Custom fintech software development

Greenfield builds of fintech platforms — neobanks, lending products, embedded finance APIs, payment gateways, wealth management apps, treasury software, audit and compliance tooling. We start by mapping the regulatory perimeter (what data you touch, what licenses you'll need, what state and federal rules apply to your specific product shape) and design the system architecture around it. Doing this upfront saves the painful rewrite that happens when a startup discovers at year two that their architecture can't support the controls their first audit demands.

Payment processing and payment orchestration

Custom payment systems that route across multiple processors (Stripe, Adyen, Worldpay, Braintree, regional gateways) for redundancy, cost optimization, and geo-specific compliance. Tokenization at the edge so card data never touches your application servers. Smart retry logic. Webhook signature verification. Idempotency keys done correctly. Reconciliation pipelines that match settlements to bookings to invoices, with human-in-the-loop tooling for the cases that don't match automatically. We've shipped payment orchestration at scale for gaming/casino clients with multi-provider routing, fraud prevention layers, and crypto integration alongside traditional card rails.

Banking software development and banking integrations

Integrating with banks is rarely as clean as the docs suggest. We've built against the major banking-as-a-service providers (Treasury Prime, Unit, Synctera, Column), open-banking aggregators (Plaid, MX, Finicit, Yodlee), and direct bank partnerships using legacy file formats and SFTP transfers that aren't going away. ISO 8583 for card-network messages, ISO 20022 for modern payments, NACHA files for ACH, MT messages for cross-border wires. The work isn't glamorous; it's careful. Banking infrastructure is unforgiving of cleverness.

Fintech mobile app development

Native iOS and Android, or cross-platform where it makes sense (React Native for products with broad feature parity, native for products with heavy device-specific compliance like SCA biometric authentication). Apple and Google scrutinize fintech apps more carefully than other categories during App Store review; shipping a fintech app requires getting privacy disclosures, permission rationale, third-party SDK declarations, and security posture exactly right. We've shipped fintech mobile apps that survived multi-round security review at Apple and Google with minimal back-and-forth.

Lending, wealth, and insurtech software development

Loan origination systems, decisioning engines, servicing platforms, wealth-management dashboards, insurance underwriting and claims automation. Each has its own regulatory surface (TILA/RESPA for lending, FINRA/SEC for wealth, state-by-state insurance commissioners) and its own integration ecosystem (FIS, Jack Henry, Black Knight, Guidewire). We do the boring, patient work these products require.

KYC, AML, and identity verification workflows

Integration with KYC vendors (Persona, Alloy, Trulioo, Onfido, Jumio) and OFAC/sanctions screening. Risk-scoring pipelines that combine identity signals with transactional patterns. Suspicious Activity Report (SAR) workflows for compliance teams. Tunable thresholds with audit trails on every decision.

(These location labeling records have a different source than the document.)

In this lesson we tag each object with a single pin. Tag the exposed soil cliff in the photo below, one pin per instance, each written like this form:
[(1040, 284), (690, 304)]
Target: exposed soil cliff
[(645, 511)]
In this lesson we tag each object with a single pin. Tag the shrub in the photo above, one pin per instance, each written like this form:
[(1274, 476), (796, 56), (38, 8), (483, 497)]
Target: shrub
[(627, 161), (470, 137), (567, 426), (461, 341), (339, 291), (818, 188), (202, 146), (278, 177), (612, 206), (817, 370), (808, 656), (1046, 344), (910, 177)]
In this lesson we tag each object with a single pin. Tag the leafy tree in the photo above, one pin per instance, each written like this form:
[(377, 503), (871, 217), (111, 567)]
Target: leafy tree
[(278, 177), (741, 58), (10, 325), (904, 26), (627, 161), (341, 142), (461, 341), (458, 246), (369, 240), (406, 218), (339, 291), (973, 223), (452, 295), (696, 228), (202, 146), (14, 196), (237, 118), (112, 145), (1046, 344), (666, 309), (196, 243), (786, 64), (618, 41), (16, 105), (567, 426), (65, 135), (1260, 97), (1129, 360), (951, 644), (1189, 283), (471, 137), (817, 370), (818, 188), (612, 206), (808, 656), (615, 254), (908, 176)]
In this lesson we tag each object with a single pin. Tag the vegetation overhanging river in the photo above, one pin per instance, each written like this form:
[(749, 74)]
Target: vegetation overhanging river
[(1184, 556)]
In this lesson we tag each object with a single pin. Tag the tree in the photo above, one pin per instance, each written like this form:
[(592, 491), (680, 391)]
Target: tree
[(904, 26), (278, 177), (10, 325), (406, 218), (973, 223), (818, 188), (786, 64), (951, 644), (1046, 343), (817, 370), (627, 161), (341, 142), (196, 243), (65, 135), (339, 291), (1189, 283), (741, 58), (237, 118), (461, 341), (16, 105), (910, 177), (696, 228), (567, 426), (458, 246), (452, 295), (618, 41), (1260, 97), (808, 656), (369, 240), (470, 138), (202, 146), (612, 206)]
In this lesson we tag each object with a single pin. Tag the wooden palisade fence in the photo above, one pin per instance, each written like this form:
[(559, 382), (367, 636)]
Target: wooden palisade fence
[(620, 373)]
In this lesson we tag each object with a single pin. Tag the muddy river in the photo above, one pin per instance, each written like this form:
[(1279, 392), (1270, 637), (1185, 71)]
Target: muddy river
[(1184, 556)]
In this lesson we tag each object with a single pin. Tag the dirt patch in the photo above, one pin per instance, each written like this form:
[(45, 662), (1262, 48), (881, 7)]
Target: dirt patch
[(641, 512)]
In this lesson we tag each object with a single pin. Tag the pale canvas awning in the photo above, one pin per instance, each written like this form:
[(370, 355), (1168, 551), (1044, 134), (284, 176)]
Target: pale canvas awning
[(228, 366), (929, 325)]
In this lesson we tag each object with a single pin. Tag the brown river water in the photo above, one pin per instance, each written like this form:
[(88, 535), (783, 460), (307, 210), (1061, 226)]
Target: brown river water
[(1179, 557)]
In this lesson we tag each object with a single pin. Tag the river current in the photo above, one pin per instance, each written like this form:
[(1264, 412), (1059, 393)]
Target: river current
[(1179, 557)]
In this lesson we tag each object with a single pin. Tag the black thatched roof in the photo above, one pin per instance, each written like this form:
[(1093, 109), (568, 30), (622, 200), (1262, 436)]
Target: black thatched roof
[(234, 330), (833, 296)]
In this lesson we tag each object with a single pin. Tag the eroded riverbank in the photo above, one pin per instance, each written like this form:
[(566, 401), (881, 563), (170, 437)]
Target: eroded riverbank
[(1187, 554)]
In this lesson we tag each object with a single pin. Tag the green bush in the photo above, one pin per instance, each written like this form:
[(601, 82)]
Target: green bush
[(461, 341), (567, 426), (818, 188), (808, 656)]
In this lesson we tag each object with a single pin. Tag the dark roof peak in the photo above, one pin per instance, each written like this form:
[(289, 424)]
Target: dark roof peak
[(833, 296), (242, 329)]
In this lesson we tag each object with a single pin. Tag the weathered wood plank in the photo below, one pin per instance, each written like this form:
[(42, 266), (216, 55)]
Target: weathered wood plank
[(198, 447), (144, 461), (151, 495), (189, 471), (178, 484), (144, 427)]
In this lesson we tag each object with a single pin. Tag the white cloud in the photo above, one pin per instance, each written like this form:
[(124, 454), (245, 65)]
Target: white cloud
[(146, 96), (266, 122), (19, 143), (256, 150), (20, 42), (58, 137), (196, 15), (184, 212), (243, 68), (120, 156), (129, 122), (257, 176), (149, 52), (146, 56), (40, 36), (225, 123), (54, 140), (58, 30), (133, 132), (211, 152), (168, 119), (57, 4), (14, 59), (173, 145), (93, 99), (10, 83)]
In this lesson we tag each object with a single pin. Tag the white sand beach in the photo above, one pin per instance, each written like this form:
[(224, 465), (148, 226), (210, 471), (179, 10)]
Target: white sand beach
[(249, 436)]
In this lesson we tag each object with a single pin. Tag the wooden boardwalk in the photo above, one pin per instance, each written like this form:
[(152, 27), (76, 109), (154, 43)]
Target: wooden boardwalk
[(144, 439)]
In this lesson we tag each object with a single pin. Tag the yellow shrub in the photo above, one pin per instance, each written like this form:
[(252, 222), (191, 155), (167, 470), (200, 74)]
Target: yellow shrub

Fintech AI integration and audit-grade AI workflows

The biggest area of demand in 2026: adding LLM-powered features to fintech products without breaking audit posture. Document extraction, fraud explainability, customer support agents that can read account data, AML pattern detection, audit workpaper drafting. Architectures designed so an examiner can answer "why did this decision happen" months later. More on this below.

Engagement models

Fixed-scope project teams for new builds and well-defined integrations. Embedded dedicated teams (months to years) for platform-level work. Staff augmentation when you have a CTO and architecture and just need senior engineers who can ramp quickly on regulated work. Our blended rate sits at $25–49/hour — competitive nearshore, not race-to-the-bottom offshore.

PCI-DSS architecture is one decision, repeated everywhere.

The single highest-leverage architectural decision in any payment-handling fintech product is PCI scope reduction. Every server, every database, every developer laptop, every backup that touches cardholder data falls into PCI scope. Auditors validate every system in scope. Every system in scope requires controls, logging, vulnerability management, and recurring evidence.

The architectural goal isn't to be "PCI-DSS compliant" as a binary state. It's to keep the in-scope footprint as small as humanly possible, so the cost of compliance scales sub-linearly with the size of the product.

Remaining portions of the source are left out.